Comme chaque année, les assurés suisses devront faire face à une hausse de leurs primes d’assurance maladie. En moyenne, ces augmentations devraient atteindre 4,4% pour l’ensemble de la population. Toutefois, certains groupes devront affronter des hausses bien plus importantes, particulièrement dans les cantons romands.
L’ampleur de ces hausses varie en fonction des modèles d’assurance et des franchises choisies. Dans certains cas, les familles pourraient voir leurs dépenses annuelles s’alourdir de milliers de francs. Le secteur de l’assurance maladie est une composante essentielle du système de santé suisse, et il est crucial pour les assurés de bien comprendre ces hausses et d’examiner les options qui s’offrent à eux pour éviter les mauvaises surprises.
Des hausses exceptionnelles pour certaines familles
Si une augmentation de 4,4% des primes d’assurance maladie semble raisonnable pour une large majorité des assurés, certaines familles suisses devront faire face à des hausses bien plus dramatiques en 2026. Les familles avec enfants sont particulièrement touchées, et dans certains cantons romands, l’ampleur de l’augmentation pourrait atteindre des niveaux records. Par exemple, dans le canton de Neuchâtel, les primes vont augmenter de 33% pour les enfants et de 21% pour les adultes. Cette explosion des tarifs représente une pression financière considérable pour de nombreuses familles qui peinent déjà à équilibrer leur budget.
Les exemples abordés par la RTS sont frappants : dans certains modèles d’assurance avec franchises élevées, les primes mensuelles pour un enfant passent de 114,55 francs à 151,85 francs, soit une augmentation de près de 37%. Pour un adulte, la prime mensuelle grimpe de 429,05 francs à 518,05 francs, soit une hausse de 21%. Pour un couple avec deux enfants, cette hausse pourrait entraîner une facture annuelle supplémentaire de plus de 3 000 francs. Ce genre d’augmentation est loin d’être négligeable et pourrait avoir un impact sérieux sur la qualité de vie de nombreuses familles suisses.
Le modèle d’assurance de Vivo-Sympany, avec ses franchises élevées, représente l’une des offres les plus touchées par ces augmentations. Ces hausses affecteront particulièrement les ménages ayant opté pour des franchises plus élevées dans le but de réduire les primes mensuelles de base.
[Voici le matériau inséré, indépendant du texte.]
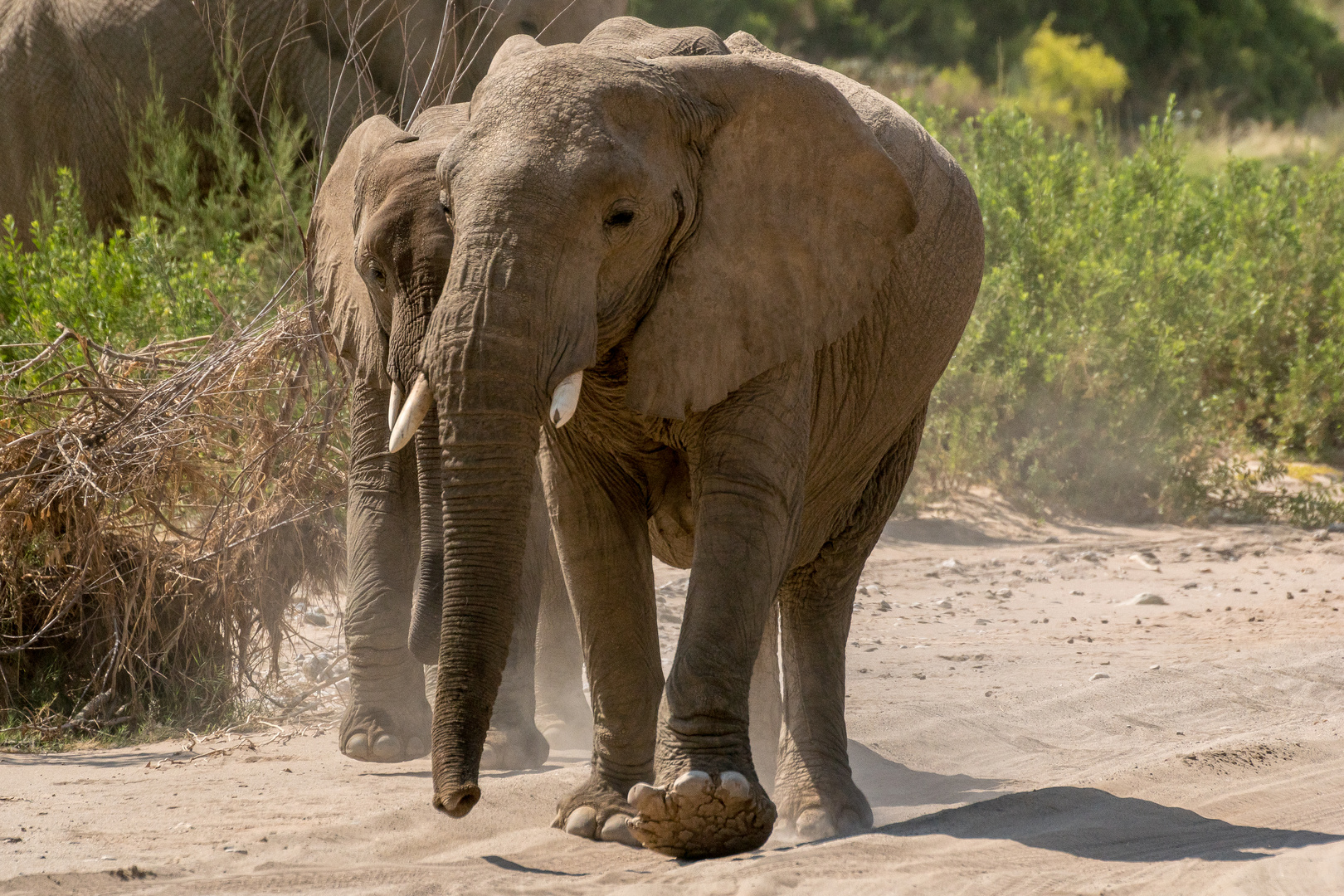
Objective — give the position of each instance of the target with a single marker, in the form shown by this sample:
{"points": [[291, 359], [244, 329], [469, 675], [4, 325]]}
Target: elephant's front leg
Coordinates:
{"points": [[387, 716], [562, 711], [749, 460], [601, 528], [815, 787], [514, 739]]}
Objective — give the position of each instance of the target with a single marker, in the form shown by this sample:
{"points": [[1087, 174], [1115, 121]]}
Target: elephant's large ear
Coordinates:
{"points": [[797, 219]]}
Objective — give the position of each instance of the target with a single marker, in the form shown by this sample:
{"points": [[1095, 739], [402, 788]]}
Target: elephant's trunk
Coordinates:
{"points": [[487, 397], [427, 610]]}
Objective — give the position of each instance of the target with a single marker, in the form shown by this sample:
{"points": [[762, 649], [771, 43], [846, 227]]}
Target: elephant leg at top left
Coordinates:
{"points": [[387, 718]]}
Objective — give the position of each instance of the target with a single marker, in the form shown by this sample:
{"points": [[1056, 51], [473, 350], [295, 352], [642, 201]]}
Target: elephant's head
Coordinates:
{"points": [[674, 225]]}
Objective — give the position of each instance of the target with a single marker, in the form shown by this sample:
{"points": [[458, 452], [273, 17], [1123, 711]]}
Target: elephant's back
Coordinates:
{"points": [[875, 381]]}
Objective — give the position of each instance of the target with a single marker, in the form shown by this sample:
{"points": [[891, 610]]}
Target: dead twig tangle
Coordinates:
{"points": [[158, 507]]}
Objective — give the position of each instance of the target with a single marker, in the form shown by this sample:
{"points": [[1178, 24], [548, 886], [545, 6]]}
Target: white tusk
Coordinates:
{"points": [[566, 398], [417, 406], [394, 406]]}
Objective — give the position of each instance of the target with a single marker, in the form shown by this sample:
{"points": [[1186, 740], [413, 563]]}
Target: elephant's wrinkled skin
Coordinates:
{"points": [[66, 66], [381, 246], [761, 269]]}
Cependant, cette stratégie d’économies mensuelles pourrait se retourner contre eux en 2026, en raison de l’augmentation importante des coûts.
L’augmentation des primes pour les enfants est une source de préoccupation majeure. Les parents qui, jusque-là, bénéficiaient de tarifs relativement abordables pour leurs enfants pourraient être durement impactés par ces hausses. L’explosion des primes pour les enfants pourrait représenter un véritable obstacle financier, surtout pour les familles nombreuses ou celles ayant un faible revenu disponible.
Les modèles d’assurance et les franchises : des facteurs clés dans l’augmentation des primes
Les hausses de primes observées en 2026 sont également influencées par le choix des franchises. Les franchises élevées, bien qu’elles permettent de réduire les primes mensuelles, entraînent des hausses beaucoup plus importantes lorsque les assurés doivent payer une plus grande partie des coûts médicaux. Les modèles avec des franchises maximales, notamment celles de 2 500 francs, enregistrent une hausse moyenne de plus de 10% par rapport à l’année précédente, soit environ deux points de plus que pour les franchises minimales de 300 francs. Cette différence peut sembler marginale, mais elle a un impact considérable sur les familles, surtout lorsqu’elles comptent plusieurs enfants à charge.
Les assureurs tels que Vivo-Sympany, Concordia, Swica et Helsana, qui figurent parmi les plus grands responsables de ces hausses, justifient ces augmentations par la montée en flèche des coûts des soins de santé. En effet, les frais médicaux continuent d’augmenter, en grande partie en raison de l’inflation dans le secteur médical, de l’augmentation de la demande de soins et de l’évolution démographique du pays. Les assureurs doivent réajuster leurs primes afin de maintenir la viabilité financière du système de santé. Toutefois, cela ne signifie pas que ces modèles ne restent pas compétitifs : certains proposaient des primes particulièrement basses en 2025, d’où les ajustements nécessaires.
Dans ce contexte, il devient crucial pour les assurés de revoir leurs options et de bien comprendre les effets de leur choix de franchise. Ceux qui ont opté pour une franchise plus faible devront probablement absorber moins de coûts directement, mais ceux ayant choisi une franchise plus élevée se verront confrontés à des hausses plus sévères de leurs primes.